Halloween is followed by "All Saints' Day" (1 November) while in Roman Catholicism, the following day, 2 November is "All Souls' Day," also known as the "Day of the Dead." That is perhaps a fitting name - especially because 2 November 2010 is also the day of mid-term elections in the United States. That means that all 435 members of the US House of Representatives and 20 members of its companion body, the US Senate, are up for election, together with some state governors.
Reports from the news media, which have been promoting the rise and influence of the so-called Tea Party, much beyond what its numbers, members and influence would warrant, have almost completely written off the Democratic members of the House and the Senate, predicting a "tsunami" that will return power, possibly in both houses of Congress, to the Republican Party. If we really believed what they say, why should we even bother to vote and that is perhaps one reason why they are protesting too much. There's just a bit too much of this announcing the news before it even happens and/or telling us what it is, IMO. The infamous headline "Dewey Defeats Truman" springs to mind. (Truman did defeat Dewey, after all.) I'm getting very tired of US news media figures telling me what and how to believe when my own eyes and brain tell me differently.
Given the track record of the Republican Party from 2000-2008, if there is indeed a "tsunami," we will all definitely be in for a couple "Years of the Zombies" and those bode well for no one. So, we'll just have to see what news Wednesday brings. Whatever the results, for better or for worse, we will just have to live with them.
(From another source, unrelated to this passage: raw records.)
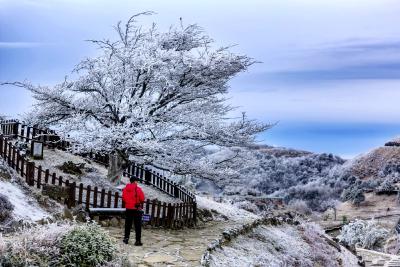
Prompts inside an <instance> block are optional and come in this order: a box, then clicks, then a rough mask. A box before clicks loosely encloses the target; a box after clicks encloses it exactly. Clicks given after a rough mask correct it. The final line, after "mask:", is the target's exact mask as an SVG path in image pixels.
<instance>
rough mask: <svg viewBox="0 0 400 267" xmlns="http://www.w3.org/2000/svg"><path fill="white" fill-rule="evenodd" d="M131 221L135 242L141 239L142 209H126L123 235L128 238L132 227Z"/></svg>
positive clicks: (141, 225) (125, 237) (141, 237)
mask: <svg viewBox="0 0 400 267" xmlns="http://www.w3.org/2000/svg"><path fill="white" fill-rule="evenodd" d="M132 222H133V224H134V225H135V233H136V242H141V239H142V211H141V210H131V209H126V214H125V237H124V239H129V236H130V234H131V229H132Z"/></svg>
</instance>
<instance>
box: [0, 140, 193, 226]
mask: <svg viewBox="0 0 400 267" xmlns="http://www.w3.org/2000/svg"><path fill="white" fill-rule="evenodd" d="M3 133H4V132H3ZM0 157H1V158H3V159H4V161H5V162H6V163H7V164H8V165H9V166H10V167H11V168H13V169H14V170H15V171H16V172H18V174H19V175H20V176H21V177H22V178H25V182H26V183H27V184H28V185H29V186H32V187H36V188H38V189H43V188H44V187H46V185H55V186H58V187H59V188H60V189H62V191H63V192H64V193H63V194H60V196H59V198H58V200H59V201H61V202H62V203H64V204H66V205H67V206H68V207H73V206H75V205H79V204H81V205H83V206H84V207H86V209H88V208H89V207H94V208H95V207H104V208H124V206H125V205H124V203H123V201H122V196H120V193H119V192H113V191H111V190H105V189H104V188H99V187H97V186H94V187H92V186H91V185H86V186H84V185H83V184H82V183H80V184H76V182H71V181H69V180H65V179H64V178H63V177H62V176H59V175H57V174H56V173H50V170H49V169H43V168H42V166H40V165H39V166H36V165H35V162H33V161H29V160H28V158H27V157H26V156H24V155H23V154H22V153H21V151H20V150H19V149H18V148H16V147H15V146H14V145H13V143H12V142H11V141H9V140H8V139H7V138H6V137H4V135H2V134H0ZM143 209H144V211H145V212H146V213H147V214H150V215H151V220H150V222H148V224H150V225H152V226H156V227H165V228H179V227H182V226H193V225H194V224H195V223H196V218H197V204H196V202H186V203H174V204H171V203H166V202H161V201H158V200H157V199H154V200H150V199H147V200H146V201H145V203H144V208H143Z"/></svg>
In the meantime, today's Guardian has a slideshow of photos showing how All Saints' Day is celebrated around the world. HWMBO and I are secular in our own practices. But we are always interested in what others are doing. So it was with some interest that I read in the local free newspaper that is distributed by the Swiss Romande Reformed Church (a Protestant denomination) that the Feast of the Reformation is traditionally celebrated on 31 October or on the first Sunday in November, at least in Switzerland, and thus more or less coincides with le Toussaint. The Feast of the Reformation commemorates Martin Luther's posting of his 95 Theses on the door of the church in Wittemberg in Germany on 31 October 1517.
The same paper also had a story that was also featured in today's Tribune de Genève. The story described the arrival in Geneva last Saturday, 30 October, of four French hikers who are trekking along the historical route followed by Huguenots when they were forced out of France during and after the French religious wars of the 16th and 17th centuries.
Although there are differing theories for the origin of the name "Huguenot," it generally refers to those French Protestants who were followers of Jean Calvin. As with most Protestants, Huguenots faced persecution from Catholics. But in France, during the early years of the reign of the Renaissance King François Ier , they were protected by the King from the worst excesses. This changed, however, after anti-Catholic posters were posted at various points in French cities, including one in the King's own bedchamber at Amboise castle. The shocking breach of security (l'affaire des Placards) caused the King to withdraw his earlier protection. The French Wars of Religion consisted of eight very bloody civil wars occurring between 1562 and 1598 and involved three main warring parties: the House of Valois (led first by King Charles IX, then by his younger brother King Henri III, who often played one faction against another in order to maintain himself in power); the House of Guise (the Catholic faction, led by Henri de Guise) and the House of Navarre (the Protestant faction, led by Henri de Navarre). For obvious reasons, the last phase of these wars is also referred to as la Guerre des Trois Henris (the War of the Three Henrys).
Ultimately, King Henri III brokered a deal with Henri de Navarre that would allow him to assume the French throne as King Henri IV upon Henri III's death, provided that Henri de Navarre convert to Catholicism. Ultimately, Henri de Navarre did convert and is supposed to have famously uttered, "Paris vaut bien une Messe." ("Paris is well worth a Mass.") Henri IV is a favorite historical personnage of mine, the ultimate pragmatist and a good man generally. Among one of his more historically significant acts, he issued the Edict of Nantes in 1598. The Edict granted full equality and rights to practice their religion to French Protestants. Unfortunately, Henri IV was assassinated by a fanatical monk in 1610. After his death, the Edict of Nantes was not well enforced. It was ultimately revoked altogether by Henri's grandson, Louis XIV, in 1685. That revocation provoked the flight of all French Protestants. Some fled to Switzerland; even more fled to Germany via Switzerland. Others fled to other spots in Europe and around the globe, including the Americas and even South Africa. In fact, South Africa's contemporary wine industry owes a lot to the French Huguenots who ultimately settled there.
Per the newspaper story, two of the four French hikers began their trek 400 kilometers away in la Drôme, and were later joined by the other two. Their arrival here represented the first limit of security that the fleeing Huguenots had historically found. There is currently a project to create a path leading from southern France all the way to Hesse in northern Germany, which is where most of the fleeing Huguenots finally found sanctuary. The full path is intended to be 1,400 kilometers long, but so far only the first part - that traversed by these hikers - is actually complete.